Another Strana.ru commentary, moreover, said that Russian military leaders were hardly surprised by yesterday’s reports. According to Aleksandr Orlov, a top Russian Defense Ministry official had anticipated back in October of last year that the United States might move in the direction of renewed testing. Colonel General Igor Valdynkin had also suggested, yesterday’s commentary said, that according to his information the U.S. Department of Energy had already reduced the time needed to resume testing down to six months. Valdynkin was also quoted as saying that Moscow was prepared to resume its own nuclear testing program in the event that the United States proceeded down that path, and that efforts had been undertaken to prepare Russia’s own nuclear testing site, which is located on the far northern island of Novaya Zemlya. Indeed, Valdynkin had said that if any of the five recognized nuclear powers should decide to resume testing then Russia would consider breaking its own moratorium. Russia’s signing of the Comprehensive Test Ban Treaty would be no obstacle, he added, because its provisions allow countries to withdraw from the pact in the event that they feel the security provided by their own nuclear stockpiles is unreliable.

But if initial Russian reactions to the U.S. reports yesterday were measured, that does mean they all took the explanations being offered by Washington at face value. Some did accept Washington’s rationale, namely, that with sharp reductions in nuclear weapons looming because of recent Russian-U.S. agreements, the United States now feels it is especially important to ensure the reliability of its nuclear stockpile. Strana.ru quoted some Russian experts in this context who concurred with those of their U.S. counterparts who have argued that current methods of testing nuclear weapons reliability are not fully satisfactory, and that a return to full testing may therefore be necessary.

But others suggested that talk of this sort is nothing but a smokescreen, and that the real reason Washington appears to be preparing the ground for renewed nuclear testing is, in fact, related to U.S. plans for the creation of a new generation of nuclear weapons–and to the U.S. missile defense program in particular. The Russian daily Izvestia, for example, focused on the missile defense issue, arguing that insurmountable problems in developing a workable a “hit-to-kill” interceptor is driving the Pentagon–as it earlier drove the Soviet Union–to the use of nuclear weapons as the only reliable means of intercepting incoming ballistic missiles. “Evidently,” the newspaper concluded, “in the United States they have decided to make use of Russia’s experience.” The newspaper also quoted specialists from Russia’s Atomic Energy Ministry who said that there is no reason for the United States to resume nuclear weapons testing because so-called “subcritical” tests (which involve bringing small amounts of fissile material close to–but short of–criticality) and other laboratory procedures can be used to reliably test nuclear weapons (Izvestia.ru, January 8; Vremya Novostei, January 9; Strana.ru, January 8).

Russia’s reaction to yesterday’s Washington reports may be academic, because U.S. Defense Secretary Donald Rumsfeld announced yesterday that the Bush administration intends, for the time being at least, to continue its nuclear testing moratorium (Reuters, January 8).
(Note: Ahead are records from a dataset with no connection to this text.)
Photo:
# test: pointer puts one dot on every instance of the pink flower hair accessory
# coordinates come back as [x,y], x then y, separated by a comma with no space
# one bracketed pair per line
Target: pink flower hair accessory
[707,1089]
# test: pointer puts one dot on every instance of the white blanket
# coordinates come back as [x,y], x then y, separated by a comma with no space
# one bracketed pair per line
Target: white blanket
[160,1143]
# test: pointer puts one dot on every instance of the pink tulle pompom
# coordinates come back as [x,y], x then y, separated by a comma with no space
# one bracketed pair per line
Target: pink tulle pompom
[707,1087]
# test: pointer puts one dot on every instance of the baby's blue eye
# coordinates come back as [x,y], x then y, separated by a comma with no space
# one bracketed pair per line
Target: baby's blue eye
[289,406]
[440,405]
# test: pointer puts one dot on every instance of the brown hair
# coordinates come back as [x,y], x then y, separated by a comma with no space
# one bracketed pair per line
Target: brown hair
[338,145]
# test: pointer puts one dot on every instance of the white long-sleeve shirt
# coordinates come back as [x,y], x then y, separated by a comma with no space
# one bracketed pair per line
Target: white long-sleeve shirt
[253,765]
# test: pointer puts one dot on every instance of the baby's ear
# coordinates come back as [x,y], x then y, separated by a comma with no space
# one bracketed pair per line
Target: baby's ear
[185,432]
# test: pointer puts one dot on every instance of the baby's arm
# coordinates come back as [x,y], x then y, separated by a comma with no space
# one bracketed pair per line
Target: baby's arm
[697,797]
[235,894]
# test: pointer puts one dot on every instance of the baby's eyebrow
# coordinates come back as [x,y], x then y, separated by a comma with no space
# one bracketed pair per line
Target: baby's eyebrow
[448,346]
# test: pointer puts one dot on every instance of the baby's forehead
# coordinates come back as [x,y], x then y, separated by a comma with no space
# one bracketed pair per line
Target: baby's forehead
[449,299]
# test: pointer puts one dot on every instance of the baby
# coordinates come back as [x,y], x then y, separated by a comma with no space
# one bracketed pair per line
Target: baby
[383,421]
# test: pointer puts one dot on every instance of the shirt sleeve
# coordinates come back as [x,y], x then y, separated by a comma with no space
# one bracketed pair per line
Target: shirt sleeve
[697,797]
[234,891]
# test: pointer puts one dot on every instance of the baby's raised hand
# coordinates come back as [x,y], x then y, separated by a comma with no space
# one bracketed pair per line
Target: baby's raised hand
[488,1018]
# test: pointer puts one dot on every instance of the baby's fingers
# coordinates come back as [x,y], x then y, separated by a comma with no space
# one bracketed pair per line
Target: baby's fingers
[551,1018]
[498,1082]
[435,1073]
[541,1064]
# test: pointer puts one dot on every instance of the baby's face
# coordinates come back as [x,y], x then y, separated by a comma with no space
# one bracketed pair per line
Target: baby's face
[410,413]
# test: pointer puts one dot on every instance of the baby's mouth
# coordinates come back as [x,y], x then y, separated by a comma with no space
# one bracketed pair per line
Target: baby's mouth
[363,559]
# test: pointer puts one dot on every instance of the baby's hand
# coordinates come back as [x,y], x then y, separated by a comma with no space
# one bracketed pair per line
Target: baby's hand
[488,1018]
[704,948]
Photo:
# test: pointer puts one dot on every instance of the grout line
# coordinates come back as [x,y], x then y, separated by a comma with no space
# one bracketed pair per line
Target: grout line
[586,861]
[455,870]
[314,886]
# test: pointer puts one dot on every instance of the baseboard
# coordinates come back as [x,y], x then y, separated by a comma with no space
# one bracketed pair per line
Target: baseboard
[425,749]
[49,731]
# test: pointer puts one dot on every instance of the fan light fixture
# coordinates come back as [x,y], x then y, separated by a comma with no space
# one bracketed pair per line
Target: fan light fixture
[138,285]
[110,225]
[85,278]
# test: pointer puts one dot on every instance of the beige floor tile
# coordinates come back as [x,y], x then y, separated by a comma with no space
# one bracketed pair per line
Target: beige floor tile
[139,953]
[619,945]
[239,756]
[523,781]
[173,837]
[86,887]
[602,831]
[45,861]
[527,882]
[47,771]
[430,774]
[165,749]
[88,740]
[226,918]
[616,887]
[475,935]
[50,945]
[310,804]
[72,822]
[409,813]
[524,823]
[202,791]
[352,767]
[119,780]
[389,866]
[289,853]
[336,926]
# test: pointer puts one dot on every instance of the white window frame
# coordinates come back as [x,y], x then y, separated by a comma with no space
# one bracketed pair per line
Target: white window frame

But the commotion over a resumption of nuclear weapons testing in the U.S. capital appears to reflect, at the least, the floating of a trial balloon by the Bush administration on the issue. Initial reactions suggest that Moscow might not be overly adverse to a U.S. resumption of testing, in part because there is probably some pressure from military circles in Russia for exactly the same thing at home. At the same time, however, a resumption of testing by the United States would provide Moscow with another opportunity, should it choose to take it, to tar Washington for unilateralism and for undermining strategic stability. A U.S. return to testing would also undoubtedly provoke an outcry in a number of other foreign capitals, including those of Washington’s closest allies.